Dans une économie sociale de marché qui peut devenir un modèle véritablement européen, ayant en son cœur l’importance du don [2], tout ne peut pas être mesuré à l’aune du profit. Les évêques appellent à une consommation responsable : ce sont en effet les  consommateurs qui par leurs habitudes déterminent la vie économique.

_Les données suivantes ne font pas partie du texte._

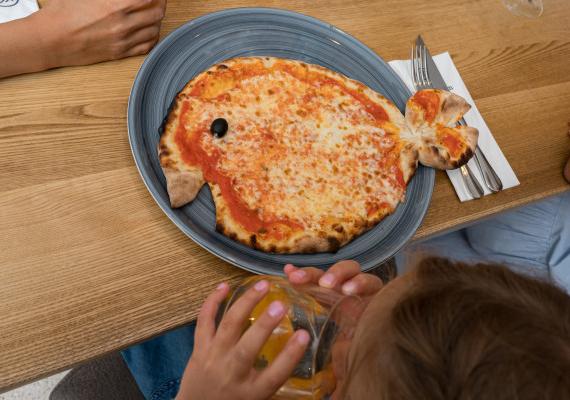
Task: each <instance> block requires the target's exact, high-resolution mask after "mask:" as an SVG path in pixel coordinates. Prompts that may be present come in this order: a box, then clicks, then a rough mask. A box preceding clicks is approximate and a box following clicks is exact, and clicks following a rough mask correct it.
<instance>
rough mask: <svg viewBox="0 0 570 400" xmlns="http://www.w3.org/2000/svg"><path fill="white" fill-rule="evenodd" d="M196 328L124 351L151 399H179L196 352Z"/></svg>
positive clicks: (172, 332) (142, 388)
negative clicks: (195, 339)
mask: <svg viewBox="0 0 570 400" xmlns="http://www.w3.org/2000/svg"><path fill="white" fill-rule="evenodd" d="M195 328H196V324H195V323H192V324H190V325H188V326H184V327H182V328H178V329H176V330H174V331H171V332H168V333H165V334H164V335H162V336H158V337H156V338H154V339H151V340H148V341H146V342H144V343H141V344H139V345H136V346H132V347H129V348H128V349H126V350H123V351H122V352H121V354H122V356H123V358H124V360H125V361H126V363H127V365H128V367H129V369H130V371H131V373H132V374H133V376H134V378H135V381H136V382H137V385H138V386H139V388H140V390H141V392H142V394H143V395H144V397H145V398H146V399H147V400H170V399H174V397H176V393H178V388H179V387H180V379H181V378H182V374H183V373H184V368H186V364H187V363H188V360H189V359H190V355H191V354H192V350H193V349H194V329H195Z"/></svg>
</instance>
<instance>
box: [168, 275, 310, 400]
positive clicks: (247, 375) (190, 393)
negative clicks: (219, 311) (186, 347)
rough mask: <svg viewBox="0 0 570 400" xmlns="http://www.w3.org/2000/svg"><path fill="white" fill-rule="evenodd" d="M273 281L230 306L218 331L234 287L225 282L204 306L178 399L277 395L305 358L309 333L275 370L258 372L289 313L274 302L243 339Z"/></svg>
mask: <svg viewBox="0 0 570 400" xmlns="http://www.w3.org/2000/svg"><path fill="white" fill-rule="evenodd" d="M268 289H269V283H268V282H267V281H259V282H258V283H257V284H256V285H255V286H254V287H252V288H251V289H249V290H248V291H247V292H246V293H245V294H244V295H243V296H242V297H240V298H239V299H238V300H237V301H236V302H235V304H234V305H233V306H232V307H231V308H230V310H229V311H228V312H227V314H226V315H225V316H224V318H223V319H222V321H221V323H220V325H219V327H218V330H217V331H216V325H215V324H216V323H215V317H216V313H217V311H218V308H219V306H220V304H221V303H222V301H223V300H224V298H225V297H226V296H227V294H228V291H229V287H228V285H227V284H224V283H223V284H221V285H220V286H219V287H218V289H217V290H216V291H215V292H214V293H212V294H210V296H209V297H208V298H207V299H206V301H205V302H204V304H203V305H202V309H201V310H200V315H199V316H198V322H197V325H196V333H195V337H194V352H193V353H192V357H191V358H190V361H189V362H188V366H187V367H186V370H185V371H184V376H183V377H182V383H181V385H180V391H179V393H178V396H177V399H178V400H194V399H199V400H217V399H220V400H226V399H232V400H241V399H244V400H245V399H247V400H262V399H268V398H269V397H271V396H272V395H273V394H274V393H275V392H276V391H277V389H279V388H280V387H281V386H282V385H283V384H284V383H285V381H286V380H287V379H288V378H289V376H290V375H291V373H292V372H293V369H294V368H295V366H296V365H297V363H298V362H299V360H300V359H301V357H302V356H303V353H304V352H305V348H306V347H307V343H308V342H309V334H308V333H307V332H306V331H304V330H298V331H296V332H295V334H294V335H293V336H292V337H291V338H290V339H289V341H288V343H287V345H286V346H285V348H284V349H283V351H282V352H281V353H280V354H279V356H277V358H276V359H275V361H274V362H273V363H271V365H270V366H268V367H267V368H265V369H264V370H262V371H258V370H256V369H254V368H253V364H254V361H255V358H256V356H257V354H258V353H259V351H260V350H261V347H262V346H263V344H264V343H265V341H266V340H267V338H268V337H269V336H270V335H271V332H273V330H274V329H275V328H276V327H277V325H278V324H279V321H281V319H282V318H283V316H284V315H285V314H286V312H287V310H286V308H285V306H284V305H283V304H282V303H281V302H277V301H276V302H273V303H271V305H270V306H269V307H268V308H267V310H265V312H264V313H263V315H262V316H261V317H260V318H259V319H258V320H257V321H255V323H254V324H253V325H252V326H251V327H250V328H249V329H248V330H247V331H246V332H245V333H244V334H243V335H242V332H243V327H244V325H245V324H247V319H248V317H249V315H250V314H251V312H252V310H253V309H254V307H255V306H256V305H257V303H258V302H259V301H260V300H261V299H262V298H263V297H264V296H265V295H266V294H267V292H268Z"/></svg>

Particulièrement remarquable, au troisième chapitre consacré à l’économie de marché et la concurrence, le paragraphe concernant le dimanche et les jours chômés :

«  Nous devons aujourd’hui nous prémunir contre l’intrusion et la domination du marché et de sa logique interne dans tous les domaines de la vie. Il y a des besoins communs et  qualitatifs qui ne peuvent pas être satisfaits par le marché, surtout dans les familles. Les autorités publiques ont, par conséquent, le devoir de garantir des temps et des espaces de vie dans lesquels le marché est absent et où les hommes pourront combler ces besoins [3]. Ainsi, l’activité du marché est restreinte, à juste titre, les jours fériés légaux et les dimanches, car ces jours-là, des raisons nationales, culturelles et religieuses font que le repos et la commémoration prennent le pas sur les activités de la vie économique. Ces mêmes raisons ont pour conséquence de réduire, voire d’interdire, les activités économiques dans certains espaces et places publiques ainsi que dans les médias, par exemple : l’interdiction de la publicité lors de la transmission des services religieux. »

Le respect des jours chômés, en particulier du dimanche fondement culturel de cette économie sociale de marché, relève de la justice : ils doivent être attribués à chacun comme lui revenant de droit. H.B.

 

Hélène Bodenez dirige le dossier Oui au repos dominical ! pour l’AFSP, membre de l’European Sunday Alliance depuis le 21 juin 2011.

 

[1] Terme introduit par le Traité de Lisbonne dans le Traité sur l’Union Européenne. 

[2] Cf. Chapitre 2, « Agir gratuitement pour d’autres dans l’économie sociale de marché. »

[3] Cf. Benoît XVI, Lett. Enc. Caritas in véritate (29 juin 2009), n. 36.